I might look at this another way than my esteemed colleagues did.
Let's do a simple one.
So the question is, what is rsX? It is an address variable that has been strongly typed to limit its targets to DAO recordsets.
When you use the SET command, you advise Access that the thing in question is going to be an object structure. What you don't see is what really happens. Let's look at it mechanistically.
SET rsX = CurrentDB.OpenRecordset (yada, yada, yada...)
The OpenRecordset method of CurrentDB builds a data structure used to control a DAO Recordset. If you went to the Object Browser and called up DAO library and Recordset object, you could see most of what that structure looks like, even including structure offsets and the data types of the elements of the structure. In this context, rsX is an address pointer that points to the memory-resident data structure built by OpenRecordset.
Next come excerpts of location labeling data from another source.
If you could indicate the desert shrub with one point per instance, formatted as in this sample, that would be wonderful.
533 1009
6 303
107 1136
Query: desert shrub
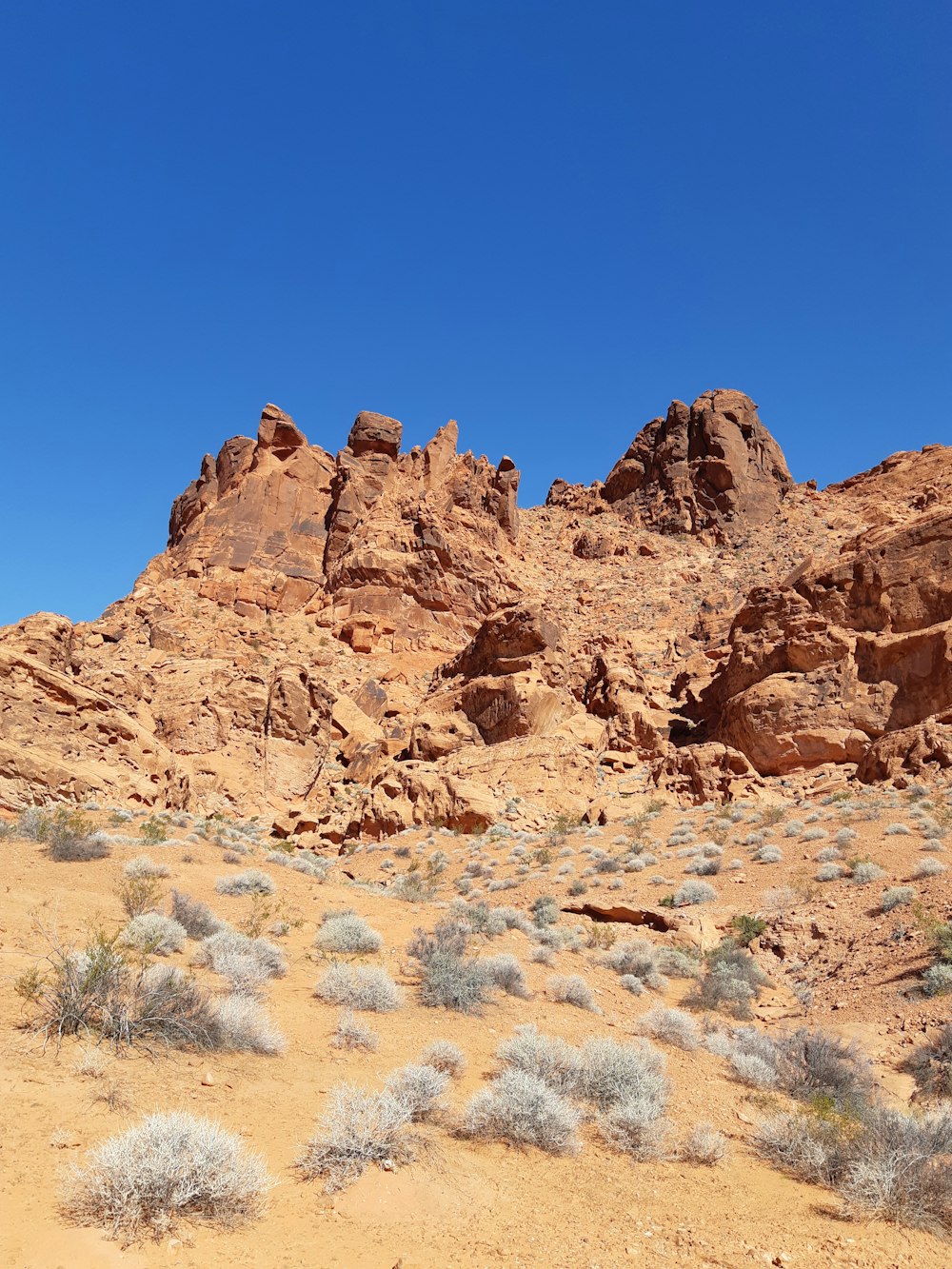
704 865
897 896
448 978
830 872
247 962
243 1025
144 867
746 929
612 1074
358 1128
931 1065
545 910
196 917
445 1056
817 1065
928 868
635 1127
139 894
253 881
520 1108
883 1162
704 1145
937 980
152 830
419 1086
638 959
151 932
364 987
347 932
731 980
170 1166
350 1033
301 861
693 892
546 1058
753 1070
571 990
69 839
768 856
506 972
828 854
102 997
451 981
866 872
673 1025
Think about it. You always use SET object-variable = class.method - and it is the method that gives you the object structure, but the object-variable merely is the pointer to what you created. In essence, the method creates the block of memory for your object, initializes it, and returns the address to the object-variable via SET. SET warns Access that you think the variable is an object variable rather than a primitive variable (LONG, DOUBLE, etc.)
This is where two basic concepts come into play. First, when you open a structure, you close it. Like.... rsX.Close
But then, after you close it, you need to tell Access that you are done with the data structure - so.... SET rsX = Nothing
If you do these in the wrong order, or if you don't bother to close in the first place, you find that you run out of either or both memory and resources very quickly as your detritus accumulates.
That SET xxx = Nothing command triggers the object "destructor" that releases the data structure created in memory to actually control the object you were using. If you closed it first, you are OK. If you didn't, you left the object "dangling."
So, now to more directly answer your question:
Any non-primitive data type that supports use of "SET" such as DAO.Recordset or Access.ComboBox or whatever ya got is actually a pointer to a memory data structure.
The pointer is in the form of something called a descriptor, which includes the real address of the real controlling memory-resident data structure along with information needed to present the data type of the object and any associated elements.
The object's data structure contains the public and private slots that are the public and private properties of the object so represented. Other elements associated with the object include code references to methods associated with the object.
With regards to "references" - the word relates to referencing or dereferencing pointer variables.
Hope that helps you to see what really happens back there in the weeds.